Pero la historia no es pasiva, ni lineal, la mujer ha resistido desde su cuerpo y su clase, los comunes han resistido y dado pelea. La Comuna de París, los obreros bananeros, las ligas de mujeres campesinas e indígenas, la insurgencia campesina, reflejan la resistencia por formas económicas alternativas al capitalismo que enriquecen la subjetividad política y que siempre, como Calibán y la bruja aparecen por los siglos de los siglos como muestra de que la humanidad tiene una dignidad y una memoria colectiva.

Hemos dado todo este rodeo para aterrizar de nuevo al momento actual. El Acuerdo de Paz implicó el reconocimiento por parte del Estado, de que existía una comunidad política organizada, de carácter armado que se oponía al régimen político, por dos razones que representan la exposición de Federici. En primer lugar, porque fueron excluidos políticamente por ser comunistas y por tener formas organizativas alternativas al capitalismo; y en segundo lugar, por haber sido víctimas de la acumulación originaria, lo que ha generado un robo de ocho millones de hectáreas, y la vía de los cultivos de uso ilícito como formas de subsistencia en las regiones apartadas del poder soberano. Lo que ha desatado un conflicto no resuelto.

Como pasos necesarios para poner fin a este conflicto se necesitan dos cosas como mínimo: la posibilidad de poder hacer política sin armas, y de la participación política de los comunes, que involucra garantías para la oposición en general, y por otro lado una reforma rural integral. Por supuesto viene temas que son extensivos como la reincorporación, la sustitución de cultivos, entre otros.

Era de esperarse el incumplimiento sistemático por parte del Estado, el asesinato de excombatientes, hombres y mujeres del común, calibanes y brujas. Lo que no era previsible era el más cínico cálculo político de los sectores alternativos. Se sirven de la paz para hacer campaña, pero saben que aislar al partido firmante es de alguna forma condenar a mas excombatientes a muertes seguras.
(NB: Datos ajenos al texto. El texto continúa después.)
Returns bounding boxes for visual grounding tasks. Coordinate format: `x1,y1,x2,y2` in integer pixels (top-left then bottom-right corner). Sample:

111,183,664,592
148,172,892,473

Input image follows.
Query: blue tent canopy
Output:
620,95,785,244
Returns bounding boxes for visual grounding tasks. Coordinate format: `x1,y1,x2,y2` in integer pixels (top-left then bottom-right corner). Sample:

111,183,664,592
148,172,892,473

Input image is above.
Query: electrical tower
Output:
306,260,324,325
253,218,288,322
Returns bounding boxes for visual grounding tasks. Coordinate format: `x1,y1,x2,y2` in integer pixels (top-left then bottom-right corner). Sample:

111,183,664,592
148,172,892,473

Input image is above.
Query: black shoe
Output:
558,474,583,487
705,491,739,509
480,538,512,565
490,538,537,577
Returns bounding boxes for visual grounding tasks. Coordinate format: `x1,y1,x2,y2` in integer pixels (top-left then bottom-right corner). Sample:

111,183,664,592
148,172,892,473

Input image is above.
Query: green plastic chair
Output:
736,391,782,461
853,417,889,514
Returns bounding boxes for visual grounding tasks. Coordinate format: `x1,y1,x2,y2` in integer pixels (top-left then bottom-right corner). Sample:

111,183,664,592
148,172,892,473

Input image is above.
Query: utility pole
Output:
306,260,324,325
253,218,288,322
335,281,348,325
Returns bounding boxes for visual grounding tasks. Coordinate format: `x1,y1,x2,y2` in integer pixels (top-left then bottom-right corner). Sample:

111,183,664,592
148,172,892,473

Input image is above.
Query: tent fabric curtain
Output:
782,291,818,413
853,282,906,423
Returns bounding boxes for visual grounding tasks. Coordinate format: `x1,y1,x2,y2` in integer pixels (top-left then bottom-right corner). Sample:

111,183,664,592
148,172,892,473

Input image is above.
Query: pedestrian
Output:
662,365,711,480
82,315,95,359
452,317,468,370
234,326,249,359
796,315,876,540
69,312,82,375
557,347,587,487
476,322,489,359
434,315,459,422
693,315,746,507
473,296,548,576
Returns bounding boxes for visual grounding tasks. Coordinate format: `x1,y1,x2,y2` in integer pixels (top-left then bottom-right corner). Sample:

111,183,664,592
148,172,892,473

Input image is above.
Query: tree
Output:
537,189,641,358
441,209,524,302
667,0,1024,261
En el pacto histórico nacional, en sus ruedas de prensa, en sus comunicados, en sus propagandas, es anulado el logo del partido comunes. No invitan una bancada de nueve parlamentarios, no convocan a la Marcha Patriótica que puso miles de campesinos y campesinas, que simbolizan lo común, a participar de dicho pacto. Alegan que eso le resta votos, que la imagen de la insurgencia esta por el suelo, cuando precisamente por eso se hace urgente la vinculación de este sector del país a la vida política legal. Agudizan el cercamiento que ya es extremo por parte del modelo. Pues el pecado de la insurgencia, además de los posibles crímenes de guerra que se pudieron cometer, fue hacerle frente con sus cuerpos y dignidad a la perpetua acumulación originaria.

Para el análisis queda la personería jurídica de la Colombia Humana. Si el vanguardismo y la petulancia tienen mas peso que la unidad, es posible que se rompa el Pacto Histórico por la lista cerrada al congreso. Pues MAIS y UP, quedarían excluidos también por su fuerza electoral. Incluso puede ser el caso del Polo Democrático Alternativo.  Pero como también se trata de un ejercicio autocritico los comunes al igual que la fuerza ciudadana deben demostrar en las calles y en las urnas que representan un sector de la mayoría social. Si comunes logra una votación superior a los 100 mil votos, pese al cercamiento político y mediático, estaría vigente y se posicionaría como una fuerza clasista que debe estar en la lucha, hombro a hombro con los sectores democráticos.

En las calles ha sido la Marcha Patriótica, el Congreso de los Pueblos y el Partido Comunes quienes más esfuerzos han hecho para construir poder popular. La aporía entre los comunes y quienes luchan, frente a quienes representan estas luchas, es una batalla que dar en la Colombia de hoy.